The Postal Service is a very big place with more than 30,000 delivery units and post offices, hundreds of processing plants, and various other operations to help move the mail across the country and support employees that do this work. In a typical year, we issue numerous recommendations to the Postal Service in our audit reports and white papers; in FY 2023 the total was 328 recommendations in 134 reports.

But what are recommendations for? Does the Postal Service have to respond to them? How do they impact the Postal Service’s work?

In our reports, OIG audit teams make recommendations to the Postal Service to help improve programs and operations. While the OIG does not have the authority to force changes on the Postal Service, USPS must respond to a report’s recommendations. If Postal Service management agrees with a recommendation, they provide a date to implement corrective action. As actions are implemented, they provide supporting documentation for the audit teams to review and if we agree the actions were sufficient, OIG agrees to close the recommendation. However, if they disagree with a recommendation, we work with them on a resolution that addresses the issues we identified. Of the 328 recommendations we made in FY 2023, the Postal Service agreed with 93 percent of them in its initial response.

Unresolved recommendations are kept “open” and reported to Congress as such, until we receive sufficient documentation to show that the Postal Service has addressed the issues we identified. You can find up-to-date information on our Open Audit Recommendations page. To see the status of all the recommendations from a specific report, check out the report’s landing page (see this example).

While all recommendations are tangible, certain ones can have an associated monetary impact.  Monetary impact falls into three categories:

  • Questioned Costs – The recommendation is designed to prevent expenditures that may violate a law or rule, have inadequate documentation, or may be considered unreasonable.
  • Revenue Impact – There are opportunities for the Postal Service to grow revenue by implementing the OIG’s recommendation.
  • Funds Put to Better Use – Money would be used more effectively if management implemented OIG's recommendation.

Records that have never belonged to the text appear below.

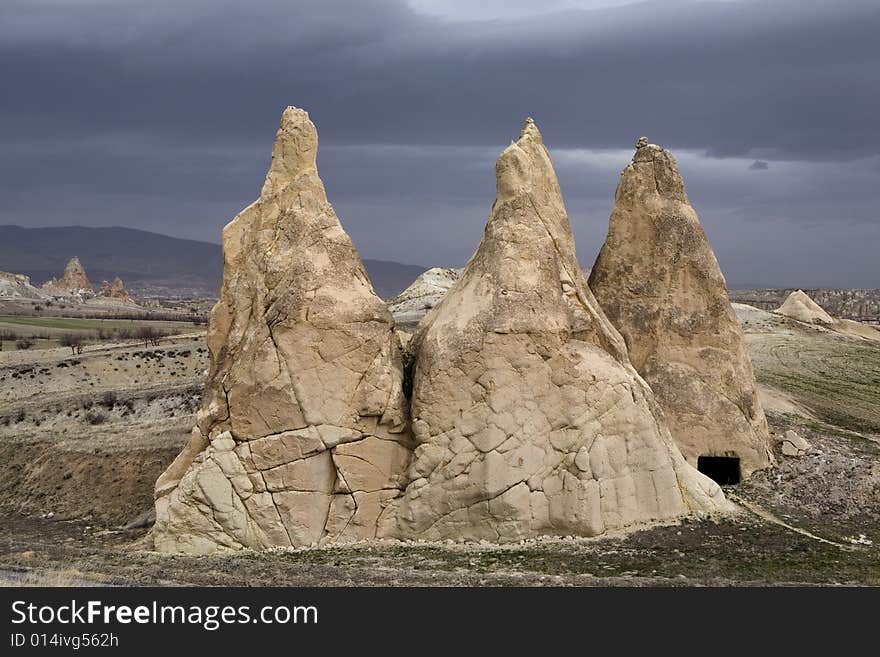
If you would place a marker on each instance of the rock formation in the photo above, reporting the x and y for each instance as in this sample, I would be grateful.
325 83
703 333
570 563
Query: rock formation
115 290
73 283
18 286
659 282
301 437
802 308
410 306
528 416
792 444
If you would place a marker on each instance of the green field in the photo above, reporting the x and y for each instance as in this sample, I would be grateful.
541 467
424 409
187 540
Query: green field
45 331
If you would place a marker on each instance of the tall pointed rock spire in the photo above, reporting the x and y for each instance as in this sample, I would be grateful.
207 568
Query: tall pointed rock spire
301 437
528 416
657 278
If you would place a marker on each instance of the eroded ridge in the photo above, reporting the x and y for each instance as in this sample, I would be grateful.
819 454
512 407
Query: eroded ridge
658 280
528 416
302 435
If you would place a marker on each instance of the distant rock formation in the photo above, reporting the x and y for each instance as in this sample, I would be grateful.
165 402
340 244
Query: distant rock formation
860 305
18 286
301 438
659 282
802 308
528 416
73 283
411 305
115 291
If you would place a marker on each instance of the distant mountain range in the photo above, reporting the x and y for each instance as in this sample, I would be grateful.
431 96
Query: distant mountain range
148 263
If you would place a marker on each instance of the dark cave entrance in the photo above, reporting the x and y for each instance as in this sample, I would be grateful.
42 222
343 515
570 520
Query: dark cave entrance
724 470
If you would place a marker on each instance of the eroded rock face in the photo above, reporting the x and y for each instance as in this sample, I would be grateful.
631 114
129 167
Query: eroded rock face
18 286
302 435
73 283
801 307
657 279
410 306
528 416
115 290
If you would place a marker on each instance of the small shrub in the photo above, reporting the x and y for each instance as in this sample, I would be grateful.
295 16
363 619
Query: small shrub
94 418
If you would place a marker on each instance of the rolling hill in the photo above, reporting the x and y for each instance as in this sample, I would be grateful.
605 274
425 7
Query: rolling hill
149 263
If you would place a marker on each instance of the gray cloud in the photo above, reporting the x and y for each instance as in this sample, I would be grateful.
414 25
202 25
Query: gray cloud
160 115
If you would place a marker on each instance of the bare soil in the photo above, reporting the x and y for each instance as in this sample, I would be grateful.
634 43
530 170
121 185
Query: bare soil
69 485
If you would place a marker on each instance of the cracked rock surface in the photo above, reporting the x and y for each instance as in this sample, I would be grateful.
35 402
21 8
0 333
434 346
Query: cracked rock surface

What does this ultimately mean for our oversight over the Postal Service?  Looking back at FY 2023, 21 reports had monetary impact, with $39 million applied to Funds Put to Better Use, $195 million in Revenue Impact, and over $1.25 billion in Questioned Costs.

Recommendations are not just something our OIG does. Other Offices of Inspectors General also issue and track recommendations for their agencies. For more information on open recommendations from across the federal government, check out the Oversight.gov Open Recommendations page.


Postscript

Today is also Tax Day, the deadline for most Americans to file their federal and state taxes.  While we aren’t going to wish you a Happy Tax Day (that would be wrong), the OIG would like to take the opportunity to remind you that sales of postage including stamps, and not taxpayer dollars, are generally used to fund the Postal Service. You can learn about Postal Service stamp prices in our new study, The Price of a Stamp: An International Comparison, either as a white paper or a digital story.